FIG. 24 is a flow chart of the method of the present invention.

Fig. 25 is a top view of the wafer cleaning apparatus.

FIG. 26 is a perspective view of a nanoscale shower.

Figure 27 is a side view of a nanoscopic shower.

FIG. 28 is a schematic view of the inner tube of a nanospray tube.

FIG. 29 is a schematic view of a showerhead of a nano-scale shower.

FIG. 30 is a schematic illustration of a mist of cleaning fluid formed by a nanoscopic shower.

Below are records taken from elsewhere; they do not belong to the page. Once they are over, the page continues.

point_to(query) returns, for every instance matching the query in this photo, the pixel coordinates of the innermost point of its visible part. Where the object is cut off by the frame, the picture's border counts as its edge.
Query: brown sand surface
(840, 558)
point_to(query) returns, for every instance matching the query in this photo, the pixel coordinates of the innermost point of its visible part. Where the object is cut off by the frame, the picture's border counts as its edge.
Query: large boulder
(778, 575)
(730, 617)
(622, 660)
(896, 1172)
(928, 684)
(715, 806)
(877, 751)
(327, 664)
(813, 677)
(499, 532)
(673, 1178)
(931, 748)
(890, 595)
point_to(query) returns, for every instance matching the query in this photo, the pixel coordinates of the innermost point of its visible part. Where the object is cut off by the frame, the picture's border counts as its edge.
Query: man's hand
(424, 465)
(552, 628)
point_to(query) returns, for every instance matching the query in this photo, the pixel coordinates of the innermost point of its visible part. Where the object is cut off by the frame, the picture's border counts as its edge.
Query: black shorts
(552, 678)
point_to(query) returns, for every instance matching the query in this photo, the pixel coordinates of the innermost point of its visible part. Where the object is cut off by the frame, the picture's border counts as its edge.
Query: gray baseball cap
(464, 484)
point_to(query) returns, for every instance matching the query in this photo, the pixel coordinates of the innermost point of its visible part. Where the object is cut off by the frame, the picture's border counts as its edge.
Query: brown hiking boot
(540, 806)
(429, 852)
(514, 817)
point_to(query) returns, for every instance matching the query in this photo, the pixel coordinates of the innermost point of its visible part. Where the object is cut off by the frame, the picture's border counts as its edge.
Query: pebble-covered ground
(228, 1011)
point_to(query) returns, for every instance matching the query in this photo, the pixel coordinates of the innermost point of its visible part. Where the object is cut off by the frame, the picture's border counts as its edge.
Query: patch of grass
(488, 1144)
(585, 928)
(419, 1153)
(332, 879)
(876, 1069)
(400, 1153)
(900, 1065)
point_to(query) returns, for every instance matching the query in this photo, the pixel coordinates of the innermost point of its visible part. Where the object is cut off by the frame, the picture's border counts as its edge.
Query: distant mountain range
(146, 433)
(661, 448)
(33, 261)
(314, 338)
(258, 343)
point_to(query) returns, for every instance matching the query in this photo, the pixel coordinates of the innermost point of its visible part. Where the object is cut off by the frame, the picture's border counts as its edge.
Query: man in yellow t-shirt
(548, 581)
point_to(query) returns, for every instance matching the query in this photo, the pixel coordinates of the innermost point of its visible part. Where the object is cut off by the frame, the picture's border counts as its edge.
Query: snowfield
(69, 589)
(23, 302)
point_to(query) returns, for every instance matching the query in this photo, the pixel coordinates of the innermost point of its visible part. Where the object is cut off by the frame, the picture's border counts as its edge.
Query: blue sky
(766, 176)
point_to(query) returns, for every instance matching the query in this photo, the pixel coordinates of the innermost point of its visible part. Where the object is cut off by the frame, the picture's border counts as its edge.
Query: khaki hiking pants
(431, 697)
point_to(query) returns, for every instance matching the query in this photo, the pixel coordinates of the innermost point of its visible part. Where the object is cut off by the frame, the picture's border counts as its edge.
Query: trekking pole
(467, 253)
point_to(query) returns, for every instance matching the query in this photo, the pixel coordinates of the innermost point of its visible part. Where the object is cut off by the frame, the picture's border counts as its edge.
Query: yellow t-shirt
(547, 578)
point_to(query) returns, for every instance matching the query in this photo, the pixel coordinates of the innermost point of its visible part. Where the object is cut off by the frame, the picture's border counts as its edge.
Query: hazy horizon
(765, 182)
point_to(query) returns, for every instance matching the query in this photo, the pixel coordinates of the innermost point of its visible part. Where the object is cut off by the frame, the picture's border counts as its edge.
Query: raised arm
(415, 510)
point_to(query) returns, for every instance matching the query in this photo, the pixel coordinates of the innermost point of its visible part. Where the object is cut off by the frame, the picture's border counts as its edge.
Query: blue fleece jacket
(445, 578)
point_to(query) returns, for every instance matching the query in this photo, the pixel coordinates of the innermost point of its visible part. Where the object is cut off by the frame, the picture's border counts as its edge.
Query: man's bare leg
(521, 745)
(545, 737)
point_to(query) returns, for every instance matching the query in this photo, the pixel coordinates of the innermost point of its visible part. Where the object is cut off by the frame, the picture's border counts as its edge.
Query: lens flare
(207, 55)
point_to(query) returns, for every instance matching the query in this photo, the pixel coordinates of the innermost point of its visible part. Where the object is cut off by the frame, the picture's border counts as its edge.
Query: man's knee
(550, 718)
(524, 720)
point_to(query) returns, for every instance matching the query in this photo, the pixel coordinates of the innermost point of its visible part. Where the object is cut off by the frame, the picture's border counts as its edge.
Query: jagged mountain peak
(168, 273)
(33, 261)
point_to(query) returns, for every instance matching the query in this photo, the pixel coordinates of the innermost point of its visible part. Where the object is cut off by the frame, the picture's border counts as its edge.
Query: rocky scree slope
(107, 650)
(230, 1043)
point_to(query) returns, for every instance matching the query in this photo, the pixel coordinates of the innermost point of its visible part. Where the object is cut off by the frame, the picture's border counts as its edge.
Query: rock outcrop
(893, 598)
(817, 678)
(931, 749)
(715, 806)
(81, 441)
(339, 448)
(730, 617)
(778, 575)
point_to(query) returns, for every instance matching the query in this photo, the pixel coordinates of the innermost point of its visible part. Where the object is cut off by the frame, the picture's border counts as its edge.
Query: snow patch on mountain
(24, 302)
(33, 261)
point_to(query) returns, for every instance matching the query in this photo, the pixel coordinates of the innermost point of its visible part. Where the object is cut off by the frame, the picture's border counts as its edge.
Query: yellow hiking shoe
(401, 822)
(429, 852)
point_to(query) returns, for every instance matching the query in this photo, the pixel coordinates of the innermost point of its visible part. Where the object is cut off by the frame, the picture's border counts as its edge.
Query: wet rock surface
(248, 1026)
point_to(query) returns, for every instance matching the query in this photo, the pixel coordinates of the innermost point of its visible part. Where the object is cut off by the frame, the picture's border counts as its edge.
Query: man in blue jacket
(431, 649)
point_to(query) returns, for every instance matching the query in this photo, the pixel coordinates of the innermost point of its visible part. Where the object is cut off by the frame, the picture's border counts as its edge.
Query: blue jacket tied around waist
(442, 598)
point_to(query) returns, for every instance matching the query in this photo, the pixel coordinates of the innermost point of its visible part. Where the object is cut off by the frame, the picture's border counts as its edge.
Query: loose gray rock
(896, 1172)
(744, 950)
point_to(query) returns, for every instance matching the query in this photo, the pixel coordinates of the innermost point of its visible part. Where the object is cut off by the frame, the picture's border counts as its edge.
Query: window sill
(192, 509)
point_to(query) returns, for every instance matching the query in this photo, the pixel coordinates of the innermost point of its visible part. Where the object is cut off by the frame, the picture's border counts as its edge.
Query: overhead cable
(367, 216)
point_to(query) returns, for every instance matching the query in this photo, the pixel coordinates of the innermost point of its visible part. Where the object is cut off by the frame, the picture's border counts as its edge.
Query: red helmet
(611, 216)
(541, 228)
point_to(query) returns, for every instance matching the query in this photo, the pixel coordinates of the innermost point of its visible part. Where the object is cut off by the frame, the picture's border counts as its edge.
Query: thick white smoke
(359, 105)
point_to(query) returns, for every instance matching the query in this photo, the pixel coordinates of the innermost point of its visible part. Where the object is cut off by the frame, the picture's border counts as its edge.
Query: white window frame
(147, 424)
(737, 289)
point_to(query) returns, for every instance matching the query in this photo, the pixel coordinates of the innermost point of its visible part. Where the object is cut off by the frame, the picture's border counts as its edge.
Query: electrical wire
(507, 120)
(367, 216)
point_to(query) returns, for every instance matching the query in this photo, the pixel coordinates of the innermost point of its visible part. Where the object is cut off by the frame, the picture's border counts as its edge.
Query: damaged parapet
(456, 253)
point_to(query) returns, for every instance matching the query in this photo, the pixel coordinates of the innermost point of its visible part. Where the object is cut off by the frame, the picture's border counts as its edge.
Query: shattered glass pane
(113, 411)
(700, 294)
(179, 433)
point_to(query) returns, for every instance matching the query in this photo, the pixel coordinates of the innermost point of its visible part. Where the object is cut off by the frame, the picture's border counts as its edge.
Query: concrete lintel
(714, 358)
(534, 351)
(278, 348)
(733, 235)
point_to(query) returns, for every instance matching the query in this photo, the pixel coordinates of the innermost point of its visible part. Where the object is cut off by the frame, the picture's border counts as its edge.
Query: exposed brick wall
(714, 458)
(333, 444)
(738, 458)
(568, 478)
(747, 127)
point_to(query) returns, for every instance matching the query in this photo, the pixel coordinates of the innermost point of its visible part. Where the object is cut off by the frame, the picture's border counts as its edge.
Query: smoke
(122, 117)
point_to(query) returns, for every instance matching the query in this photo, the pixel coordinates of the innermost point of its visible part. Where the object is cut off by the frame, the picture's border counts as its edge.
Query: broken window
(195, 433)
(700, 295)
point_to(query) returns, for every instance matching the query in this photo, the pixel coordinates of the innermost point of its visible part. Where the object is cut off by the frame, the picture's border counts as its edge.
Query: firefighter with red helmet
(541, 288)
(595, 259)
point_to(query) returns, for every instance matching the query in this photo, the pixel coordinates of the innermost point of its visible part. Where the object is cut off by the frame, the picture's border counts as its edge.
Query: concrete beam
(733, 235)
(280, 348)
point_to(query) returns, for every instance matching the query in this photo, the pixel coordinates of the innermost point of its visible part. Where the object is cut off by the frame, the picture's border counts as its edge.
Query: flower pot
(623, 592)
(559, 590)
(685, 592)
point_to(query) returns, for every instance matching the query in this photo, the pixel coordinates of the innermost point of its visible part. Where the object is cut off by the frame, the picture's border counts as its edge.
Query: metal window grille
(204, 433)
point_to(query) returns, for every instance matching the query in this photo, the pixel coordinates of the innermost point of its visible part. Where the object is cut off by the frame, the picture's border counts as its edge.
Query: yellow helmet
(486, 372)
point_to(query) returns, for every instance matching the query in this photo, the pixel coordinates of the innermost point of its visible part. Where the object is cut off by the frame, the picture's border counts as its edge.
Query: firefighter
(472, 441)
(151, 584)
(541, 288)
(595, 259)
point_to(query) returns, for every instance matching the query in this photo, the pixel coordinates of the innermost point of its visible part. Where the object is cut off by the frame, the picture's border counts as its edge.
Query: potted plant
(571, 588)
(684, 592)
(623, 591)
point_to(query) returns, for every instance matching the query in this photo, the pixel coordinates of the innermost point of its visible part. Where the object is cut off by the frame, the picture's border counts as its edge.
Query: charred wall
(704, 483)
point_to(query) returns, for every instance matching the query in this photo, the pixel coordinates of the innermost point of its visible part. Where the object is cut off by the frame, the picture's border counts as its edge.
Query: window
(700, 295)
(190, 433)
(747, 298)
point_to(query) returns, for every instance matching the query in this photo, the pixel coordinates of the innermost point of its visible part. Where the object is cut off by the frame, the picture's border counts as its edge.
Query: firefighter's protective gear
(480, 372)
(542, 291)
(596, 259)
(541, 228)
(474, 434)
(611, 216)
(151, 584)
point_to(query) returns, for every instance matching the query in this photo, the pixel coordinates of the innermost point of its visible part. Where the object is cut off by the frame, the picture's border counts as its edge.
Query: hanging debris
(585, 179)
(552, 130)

The reference numerals in the figures have the meaning:

1 is a cavity shell, 1-1 is a third drainage channel, and 1-2 is a second liquid discharge pipe;

2 is a supporting ring, 2-1 is a fifth ring body, 2-2 is a second clamping groove, 2-3 is a supporting convex ring, 2-4 is a flow guide hole, 2-5 is a first drainage hole, 2-6 is a supporting ring edge, and 2-7 is a second drainage hole;

3 is a first layer of isolation ring, 3-1 is a first ring body, 3-2 is a first isolation cover, 3-3 is a first ring edge, and 3-4 is a first clamping groove;

4 is a second layer of isolation ring, 4-1 is a second ring body, 4-2 is a second ring edge, and 4-3 is a notch;

5 is a third layer of isolation ring, 5-1 is a third ring body, 5-2 is a third isolation cover, 5-3 is a third ring edge, 5-4 is a bulge, and 5-5 is a connecting piece;

6 is a fourth layer of isolation ring, 6-1 is a fourth ring body, 6-2 is a slotted hole, 6-3 is an inner ring wall, 6-4 is a first outer ring wall, 6-5 is a second outer ring wall, 6-6 is a second drainage channel, 6-7 is a third drainage hole, 6-8 is a first drainage channel, and 6-9 is a first drainage pipe;

7 is a snap ring; 8 is a jacking element; 9 is a first layer of drainage cavity; 10 is a second layer of drainage cavity; 11 is a third layer of drainage cavity; 13 is a guide pipe groove; 14 is a spray plate, and 14-1 is a water spraying hole; 15 is a splash guard; 16 is a water supply pipe; 17 is a nanometer small molecule water generator; 18 is an equipment shell; 19 is a wafer;

20, 20-1, 20-2, 20-3, 20-4, 20-5, 20-6, 20-7, 20-8, 20-9, 20-10, 20-11, 20-12, 20-13, 20-14, 20-15, 20-16, 20-17, 20-15, 20-16, and 20-16, respectively;

21 is a jacking rotating mechanism, 21-1 is a motor, 21-2 is a lifting mechanism, 21-3 is a rotating shaft, and 21-4 is a rotating bearing; 22 is a contaminant;

23 is a spray pipe, 23-1 is a gas conveying pipeline, 23-2 is an atomization cleaning nozzle, 23-3 is a liquid cleaning nozzle, 23-4 is a nitrogen nozzle, 23-5 ultrasonic oscillation pieces, 23-6 linear rails, 23-7 lifting cylinders, 23-8 mounting plates, 23-9 is a rotary cylinder, 23-10 is a driving gear, 23-11 is a driven gear, 23-12 is a rack, 23-13 is an atomization cleaning pipeline, and 23-14 is a liquid cleaning pipeline;

24 is a splash guard; 25 is a spray ring, and 25-1 is an inclined spray head.

Detailed Description

For better understanding of the technical solutions of the present invention, the following detailed descriptions of the embodiments of the present invention are provided with reference to the accompanying drawings.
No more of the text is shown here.